198 1 year, Benjamin Hall of the University of Washington in Seattle, USA, published a paper in Nature, describing the model system they invented to produce human protein by yeast. Rutter et al. immediately cooperated with Hall et al. to successfully produce human hepatitis B surface antigen protein using recombinant yeast DNA. Merck Pharmaceuticals later switched to yeast DNA recombination technology to mass-produce hepatitis B vaccine, which was approved by the US Food and Drug Administration (FDA) on 1986 and put into the market. At the end of 1985, Root et al. submitted a patent application for the technology of "synthesizing human virus antigen with yeast" to the US Patent and Trademark Office, and obtained the patent right in September 1988.
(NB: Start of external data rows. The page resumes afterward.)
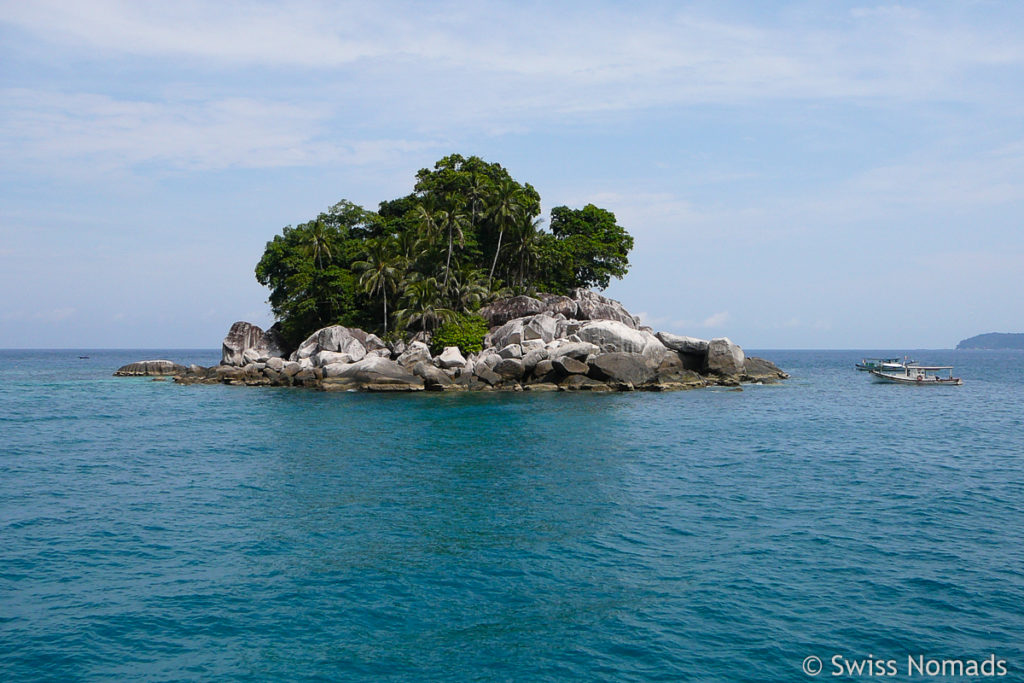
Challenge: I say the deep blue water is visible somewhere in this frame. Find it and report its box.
[0,349,1024,681]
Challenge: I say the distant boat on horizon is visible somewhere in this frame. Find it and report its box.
[856,355,916,372]
[869,365,964,386]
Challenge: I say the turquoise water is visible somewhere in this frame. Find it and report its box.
[0,349,1024,681]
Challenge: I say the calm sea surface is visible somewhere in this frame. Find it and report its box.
[0,349,1024,681]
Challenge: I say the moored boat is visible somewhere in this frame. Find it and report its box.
[856,356,916,371]
[869,365,964,386]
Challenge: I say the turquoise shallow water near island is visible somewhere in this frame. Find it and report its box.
[0,349,1024,681]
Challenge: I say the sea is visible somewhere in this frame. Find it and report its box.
[0,349,1024,682]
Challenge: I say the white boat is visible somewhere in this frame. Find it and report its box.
[869,365,964,386]
[856,356,916,371]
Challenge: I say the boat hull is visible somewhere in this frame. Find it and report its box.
[870,370,964,386]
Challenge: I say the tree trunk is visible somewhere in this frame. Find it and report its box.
[487,227,505,290]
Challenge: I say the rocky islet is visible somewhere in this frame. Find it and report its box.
[115,289,788,391]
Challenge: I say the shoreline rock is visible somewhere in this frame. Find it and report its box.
[115,290,788,392]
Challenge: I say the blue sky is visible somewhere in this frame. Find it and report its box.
[0,0,1024,349]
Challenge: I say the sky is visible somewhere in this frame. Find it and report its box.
[0,0,1024,350]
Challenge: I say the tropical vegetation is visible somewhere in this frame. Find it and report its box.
[256,155,633,345]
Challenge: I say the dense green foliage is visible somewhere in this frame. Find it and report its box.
[256,155,633,347]
[430,313,488,355]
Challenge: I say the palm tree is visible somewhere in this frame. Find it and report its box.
[511,216,544,288]
[437,206,469,288]
[395,278,455,332]
[352,239,400,334]
[306,218,334,270]
[466,173,492,234]
[447,264,490,312]
[487,180,522,288]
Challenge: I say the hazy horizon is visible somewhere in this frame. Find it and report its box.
[0,0,1024,350]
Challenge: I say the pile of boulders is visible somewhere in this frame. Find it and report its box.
[118,290,787,391]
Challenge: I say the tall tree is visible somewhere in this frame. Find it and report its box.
[487,179,523,287]
[352,239,400,334]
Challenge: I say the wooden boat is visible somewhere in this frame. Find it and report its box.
[869,365,964,386]
[856,356,916,372]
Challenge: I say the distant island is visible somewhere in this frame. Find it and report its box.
[116,155,788,391]
[956,332,1024,351]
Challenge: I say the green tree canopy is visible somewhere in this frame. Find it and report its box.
[256,155,633,345]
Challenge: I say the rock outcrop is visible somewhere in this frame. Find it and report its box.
[220,321,285,366]
[117,290,788,391]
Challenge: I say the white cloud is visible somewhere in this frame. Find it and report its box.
[0,89,433,171]
[698,310,731,328]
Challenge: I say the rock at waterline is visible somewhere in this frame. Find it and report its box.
[114,360,188,377]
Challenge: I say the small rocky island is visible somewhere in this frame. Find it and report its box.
[117,155,786,391]
[956,332,1024,351]
[115,289,788,391]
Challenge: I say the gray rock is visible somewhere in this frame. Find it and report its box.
[220,321,284,366]
[588,352,657,386]
[483,317,523,348]
[637,330,672,362]
[558,375,611,391]
[476,295,545,327]
[498,344,522,358]
[534,359,555,379]
[577,321,648,353]
[522,313,558,342]
[654,332,708,354]
[434,346,466,370]
[388,339,406,358]
[114,359,188,377]
[551,355,588,377]
[337,355,423,386]
[708,337,744,376]
[316,325,372,360]
[323,362,352,379]
[571,287,637,329]
[413,360,453,386]
[494,358,523,380]
[548,341,600,360]
[541,294,580,318]
[522,348,548,375]
[474,364,502,386]
[397,341,430,369]
[555,321,584,339]
[309,351,366,368]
It took about 17 years from 1969 put forward the idea of using hepatitis B surface antigen as vaccine to 1986 when the US FDA approved the mass production of hepatitis B vaccine with yeast and put it on the market. If it were not for the help of the basic scientific research achievements of yeast transcription in 10, the technical development of vaccine would probably take longer. Prior to this, there were more than 30 years of scientific research to find hepatitis B virus. It can be seen that innovation is based on the accumulation of applied research results of basic science and technology for decades. Leaders of some domestic government agencies and enterprises often hope to "innovate" during their term of office-this only shows that they don't know what real innovation is and the long process from science to technology to products.
Some domestic expressions, such as "encouraging private scientific research", are also manifestations of scientific and technological confusion. As a knowledge system, modern science has accumulated for more than 500 years, and it is difficult for "folk scientists" without formal education and training to do real science. But it is right to encourage folk technological inventions. The four great inventions in ancient China were all folk technological inventions, and now there may be folk technological inventions, such as a better mousetrap.